Outlawing bitcoin simply restricts legitimate business and drives the criminals underground, depriving the private sector at large of benefits of the cryptocurrency. Without government approval, legal businesses and users can’t take advantage of bitcoin’s speed, low costs, flexibility, and anonymity.
So, regulation would simply be driving the creation of another black market, while denying the substantial benefits of cryptocurrency to law-abiding citizens everywhere. We can already see in Canada that even naive talk of cracking down on bitcoin has dealt a crushing blow to developing startups.
Even in areas where bitcoin isn’t considered illegal, any regulatory hurdles will inevitably hamper innovation.
Countries with a more laid back approach are the ones likely to benefit most from a bitcoin-fuelled financial revolution – even if it’s still too early to tell what exactly that is going to look like.
Punishing the wrong people
This extrapolates to seemingly conventional regulations, such as requiring exchanges and other services to collect the personal information of customers.
Yes, anonymous exchanges might make it easier for those looking to launder money, but eliminating that avenue by requiring and tracking the personal information of everyone on an exchange does nothing to hinder it, either.
In a world without anonymous exchanges, bitcoin can still be traded privately from person to person, and nothing is stopping fully anonymous Deep Web exchanges and similar services from appearing. The only thing mandatory data collection would ensure is that honest individuals must go through more hurdles and lose even more privacy in the world of Big Data and growing government surveillance.
But is all potential regulation bad? Of course not, there are many steps that can be taken to create more confidence within the mainstream population without severely hampering innovation or the privacy of users.
Somewhere to watch if you are looking for sensible rules in the bitcoin industry seems to be New York, where Ben Lawsky has been noticed for his level-headed approach in bitcoin talks.
One sensible requirement would be to set a standard for security in public businesses that wish to store or facilitate bitcoin conversions or escrow. Another will be to make it illegal for such a business to move, invest, or otherwise use customer funds (essentially fractional reserve banking) without explicitly stating this to customers, who have the right to take their own risks with their investments.
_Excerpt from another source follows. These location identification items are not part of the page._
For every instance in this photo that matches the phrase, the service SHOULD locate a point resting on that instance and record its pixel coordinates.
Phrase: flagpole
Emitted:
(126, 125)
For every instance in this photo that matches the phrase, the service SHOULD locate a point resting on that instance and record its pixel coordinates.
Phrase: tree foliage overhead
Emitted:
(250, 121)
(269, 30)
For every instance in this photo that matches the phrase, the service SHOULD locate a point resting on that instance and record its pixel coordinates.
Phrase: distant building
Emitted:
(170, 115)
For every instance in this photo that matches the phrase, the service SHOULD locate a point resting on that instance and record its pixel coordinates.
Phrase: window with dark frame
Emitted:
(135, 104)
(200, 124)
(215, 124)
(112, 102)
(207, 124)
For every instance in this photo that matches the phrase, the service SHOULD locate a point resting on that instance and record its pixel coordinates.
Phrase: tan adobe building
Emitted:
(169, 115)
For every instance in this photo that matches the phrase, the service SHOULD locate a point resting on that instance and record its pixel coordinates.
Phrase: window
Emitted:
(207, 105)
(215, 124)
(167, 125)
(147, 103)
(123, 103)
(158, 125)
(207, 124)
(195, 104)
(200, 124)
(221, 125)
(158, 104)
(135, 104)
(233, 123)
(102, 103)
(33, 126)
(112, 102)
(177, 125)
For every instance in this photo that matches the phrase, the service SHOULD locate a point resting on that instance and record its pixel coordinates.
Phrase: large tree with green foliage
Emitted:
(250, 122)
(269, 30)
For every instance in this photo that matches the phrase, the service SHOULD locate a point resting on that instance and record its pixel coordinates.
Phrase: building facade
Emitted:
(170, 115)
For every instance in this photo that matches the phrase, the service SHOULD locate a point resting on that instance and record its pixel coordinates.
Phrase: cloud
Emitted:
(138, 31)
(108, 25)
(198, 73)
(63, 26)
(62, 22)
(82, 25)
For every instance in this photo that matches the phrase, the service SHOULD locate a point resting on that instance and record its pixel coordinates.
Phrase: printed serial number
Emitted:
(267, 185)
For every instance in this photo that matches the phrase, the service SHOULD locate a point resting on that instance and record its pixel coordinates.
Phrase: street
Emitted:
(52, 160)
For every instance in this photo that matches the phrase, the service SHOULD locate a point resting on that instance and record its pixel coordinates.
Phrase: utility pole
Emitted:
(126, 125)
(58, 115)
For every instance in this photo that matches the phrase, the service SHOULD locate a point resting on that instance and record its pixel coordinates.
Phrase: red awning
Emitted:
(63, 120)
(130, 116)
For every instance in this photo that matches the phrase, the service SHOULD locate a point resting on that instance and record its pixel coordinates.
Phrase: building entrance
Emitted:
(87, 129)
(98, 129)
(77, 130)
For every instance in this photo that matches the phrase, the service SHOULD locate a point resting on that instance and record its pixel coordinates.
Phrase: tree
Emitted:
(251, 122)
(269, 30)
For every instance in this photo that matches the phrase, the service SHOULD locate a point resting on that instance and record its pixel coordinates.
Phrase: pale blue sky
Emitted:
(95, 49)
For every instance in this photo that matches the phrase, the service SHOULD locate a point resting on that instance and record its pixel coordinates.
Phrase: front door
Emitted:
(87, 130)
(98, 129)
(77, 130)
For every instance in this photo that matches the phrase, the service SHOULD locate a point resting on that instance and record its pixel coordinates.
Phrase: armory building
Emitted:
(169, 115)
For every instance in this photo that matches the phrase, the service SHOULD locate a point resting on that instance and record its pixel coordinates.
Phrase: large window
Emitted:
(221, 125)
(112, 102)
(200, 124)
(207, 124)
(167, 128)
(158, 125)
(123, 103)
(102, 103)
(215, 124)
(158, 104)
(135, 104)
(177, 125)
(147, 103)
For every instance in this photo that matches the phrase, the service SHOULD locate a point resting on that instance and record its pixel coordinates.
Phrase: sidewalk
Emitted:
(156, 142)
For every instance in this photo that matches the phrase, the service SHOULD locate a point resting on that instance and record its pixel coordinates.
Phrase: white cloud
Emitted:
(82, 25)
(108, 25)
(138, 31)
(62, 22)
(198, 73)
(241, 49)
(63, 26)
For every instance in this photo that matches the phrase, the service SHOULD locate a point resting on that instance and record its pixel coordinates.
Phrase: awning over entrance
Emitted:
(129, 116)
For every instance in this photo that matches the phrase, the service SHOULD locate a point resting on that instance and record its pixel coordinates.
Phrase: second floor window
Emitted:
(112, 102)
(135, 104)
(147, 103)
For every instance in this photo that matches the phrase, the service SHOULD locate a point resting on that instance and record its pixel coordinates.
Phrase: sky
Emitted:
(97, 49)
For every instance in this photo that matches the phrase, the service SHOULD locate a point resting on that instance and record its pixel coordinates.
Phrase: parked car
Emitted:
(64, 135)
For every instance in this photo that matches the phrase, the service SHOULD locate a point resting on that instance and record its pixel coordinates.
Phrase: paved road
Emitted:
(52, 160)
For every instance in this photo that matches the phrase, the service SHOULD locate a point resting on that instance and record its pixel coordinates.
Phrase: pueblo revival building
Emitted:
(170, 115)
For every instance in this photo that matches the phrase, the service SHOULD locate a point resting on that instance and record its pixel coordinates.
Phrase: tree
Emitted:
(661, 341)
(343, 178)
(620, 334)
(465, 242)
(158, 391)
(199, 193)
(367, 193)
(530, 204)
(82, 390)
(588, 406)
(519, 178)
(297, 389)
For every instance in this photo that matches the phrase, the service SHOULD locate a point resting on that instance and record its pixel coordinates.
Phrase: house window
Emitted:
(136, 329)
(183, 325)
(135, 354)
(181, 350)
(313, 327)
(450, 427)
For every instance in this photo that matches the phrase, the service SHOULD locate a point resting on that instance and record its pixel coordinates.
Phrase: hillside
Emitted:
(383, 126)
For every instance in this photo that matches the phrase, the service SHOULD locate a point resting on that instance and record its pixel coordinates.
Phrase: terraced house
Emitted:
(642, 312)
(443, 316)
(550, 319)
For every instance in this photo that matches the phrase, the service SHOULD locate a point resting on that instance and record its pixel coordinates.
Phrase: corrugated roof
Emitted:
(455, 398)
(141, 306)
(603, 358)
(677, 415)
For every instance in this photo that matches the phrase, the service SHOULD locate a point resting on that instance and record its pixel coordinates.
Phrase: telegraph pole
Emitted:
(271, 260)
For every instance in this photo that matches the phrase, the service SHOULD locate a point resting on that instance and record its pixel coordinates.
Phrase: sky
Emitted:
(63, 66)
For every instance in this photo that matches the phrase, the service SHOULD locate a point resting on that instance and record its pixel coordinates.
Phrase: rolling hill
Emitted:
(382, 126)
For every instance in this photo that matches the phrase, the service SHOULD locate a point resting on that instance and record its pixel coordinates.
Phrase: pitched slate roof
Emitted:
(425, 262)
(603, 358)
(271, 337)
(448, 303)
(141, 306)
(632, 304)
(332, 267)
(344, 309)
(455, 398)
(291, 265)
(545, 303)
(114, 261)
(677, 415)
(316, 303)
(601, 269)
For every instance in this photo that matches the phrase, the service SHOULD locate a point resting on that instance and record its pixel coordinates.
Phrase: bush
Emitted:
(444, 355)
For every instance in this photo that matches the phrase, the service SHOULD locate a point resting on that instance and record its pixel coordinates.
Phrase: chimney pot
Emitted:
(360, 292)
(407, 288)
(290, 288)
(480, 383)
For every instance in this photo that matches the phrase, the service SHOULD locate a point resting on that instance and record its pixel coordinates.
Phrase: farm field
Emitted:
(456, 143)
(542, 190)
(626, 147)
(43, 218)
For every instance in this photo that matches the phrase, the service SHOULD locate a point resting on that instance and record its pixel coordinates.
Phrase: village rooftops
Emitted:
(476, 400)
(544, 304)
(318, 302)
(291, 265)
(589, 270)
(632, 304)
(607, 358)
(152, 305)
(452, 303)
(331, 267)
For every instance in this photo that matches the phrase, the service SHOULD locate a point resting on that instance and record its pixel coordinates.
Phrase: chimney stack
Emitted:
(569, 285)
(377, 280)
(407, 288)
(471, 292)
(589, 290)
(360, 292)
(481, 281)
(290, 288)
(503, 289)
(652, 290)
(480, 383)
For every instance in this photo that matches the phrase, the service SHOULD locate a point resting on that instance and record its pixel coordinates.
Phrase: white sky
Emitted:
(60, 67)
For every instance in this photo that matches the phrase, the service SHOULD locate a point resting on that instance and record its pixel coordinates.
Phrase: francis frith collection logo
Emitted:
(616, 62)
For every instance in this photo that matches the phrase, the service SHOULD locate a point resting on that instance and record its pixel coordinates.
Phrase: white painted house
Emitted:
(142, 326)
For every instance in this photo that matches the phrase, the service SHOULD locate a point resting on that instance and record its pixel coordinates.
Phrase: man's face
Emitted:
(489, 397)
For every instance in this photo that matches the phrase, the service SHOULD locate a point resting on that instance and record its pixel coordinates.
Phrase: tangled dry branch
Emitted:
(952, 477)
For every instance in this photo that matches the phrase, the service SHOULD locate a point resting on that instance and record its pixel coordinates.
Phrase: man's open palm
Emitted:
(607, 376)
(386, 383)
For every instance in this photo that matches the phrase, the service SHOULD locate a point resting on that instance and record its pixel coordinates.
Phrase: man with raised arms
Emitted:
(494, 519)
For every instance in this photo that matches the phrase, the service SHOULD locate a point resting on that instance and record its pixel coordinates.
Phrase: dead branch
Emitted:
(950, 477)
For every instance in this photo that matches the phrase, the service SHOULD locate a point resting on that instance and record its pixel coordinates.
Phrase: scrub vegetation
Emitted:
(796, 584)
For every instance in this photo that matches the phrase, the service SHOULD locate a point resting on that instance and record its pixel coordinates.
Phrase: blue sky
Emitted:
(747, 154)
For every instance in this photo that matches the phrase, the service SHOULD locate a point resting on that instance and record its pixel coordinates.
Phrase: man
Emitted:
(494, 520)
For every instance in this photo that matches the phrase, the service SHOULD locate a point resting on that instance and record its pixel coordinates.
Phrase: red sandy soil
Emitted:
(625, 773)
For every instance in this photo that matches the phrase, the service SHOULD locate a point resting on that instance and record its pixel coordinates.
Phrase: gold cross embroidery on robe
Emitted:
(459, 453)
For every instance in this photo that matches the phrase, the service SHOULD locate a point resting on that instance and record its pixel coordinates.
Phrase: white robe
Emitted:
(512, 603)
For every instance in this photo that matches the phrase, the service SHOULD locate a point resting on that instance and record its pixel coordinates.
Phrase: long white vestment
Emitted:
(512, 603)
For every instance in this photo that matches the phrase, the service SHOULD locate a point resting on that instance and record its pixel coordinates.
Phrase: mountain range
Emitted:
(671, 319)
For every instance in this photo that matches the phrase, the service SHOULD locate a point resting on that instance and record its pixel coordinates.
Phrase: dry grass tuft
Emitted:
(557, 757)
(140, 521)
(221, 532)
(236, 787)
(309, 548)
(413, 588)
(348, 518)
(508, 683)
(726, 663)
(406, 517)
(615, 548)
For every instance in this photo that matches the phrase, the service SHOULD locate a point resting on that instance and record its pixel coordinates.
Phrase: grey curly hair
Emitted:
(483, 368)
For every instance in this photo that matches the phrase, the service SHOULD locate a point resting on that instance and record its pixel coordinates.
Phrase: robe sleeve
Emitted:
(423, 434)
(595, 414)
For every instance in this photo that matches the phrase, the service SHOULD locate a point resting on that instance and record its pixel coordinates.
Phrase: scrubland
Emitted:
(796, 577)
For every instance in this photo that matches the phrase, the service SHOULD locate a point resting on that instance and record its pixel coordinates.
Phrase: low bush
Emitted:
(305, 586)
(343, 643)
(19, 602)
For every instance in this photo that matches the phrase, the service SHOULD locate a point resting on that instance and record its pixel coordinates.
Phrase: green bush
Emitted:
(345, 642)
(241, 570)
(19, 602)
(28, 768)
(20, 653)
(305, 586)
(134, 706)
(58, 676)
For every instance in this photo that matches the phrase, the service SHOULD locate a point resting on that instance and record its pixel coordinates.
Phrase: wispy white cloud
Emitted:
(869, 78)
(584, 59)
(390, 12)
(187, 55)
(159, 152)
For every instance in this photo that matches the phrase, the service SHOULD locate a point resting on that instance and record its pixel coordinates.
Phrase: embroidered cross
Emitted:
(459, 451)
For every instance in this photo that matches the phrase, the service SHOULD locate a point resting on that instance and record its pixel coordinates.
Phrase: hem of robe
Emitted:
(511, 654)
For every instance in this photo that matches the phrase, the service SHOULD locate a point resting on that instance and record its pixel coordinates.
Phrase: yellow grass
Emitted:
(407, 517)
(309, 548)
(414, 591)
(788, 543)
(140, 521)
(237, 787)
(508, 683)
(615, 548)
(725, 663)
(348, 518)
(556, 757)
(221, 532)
Requiring bitcoin companies to have a good reserve of bitcoin and publicly publish their balance sheets would offer customers some peace of mind.
Naturally all companies operating would be liable for their customers funds, if lost, which would be paid to either them personally, if personal information is recorded, or to an existing offline wallet linked to their account. All of this would help increase legitimacy, confidence, and consumer protection in the industry without negatively affecting innovation, and would also end the “Wild West” era of cryptocurrencies.
While some will argue that all of these standards and services would probably evolve organically from a free market anyway, it at the very least gives regulatory agencies something to do that isn’t just a knee-jerk reaction, with no positive benefits for legitimate businesses and customers.
Currently, most legislators continue to think of bitcoin in antiquated terms, and that’s the problem.
Bitcoin promises to create a whole new paradigm in the game of finance – the biggest technological innovation in the field in many years.
The entire cryptocurrency ecosystem, both legal and otherwise, is evolving so quickly that government regulations can’t even keep up, let alone plan. Legislators are now preparing to make rules for circumstances that have no precedent, that can be hard to understand in their current form, and that will likely not exist tomorrow.
Bitcoin requires a whole new way of thinking, and a much more flexible approach from governments, to allow it to develop legally within the free market and to bestow its benefits on the world’s citizens.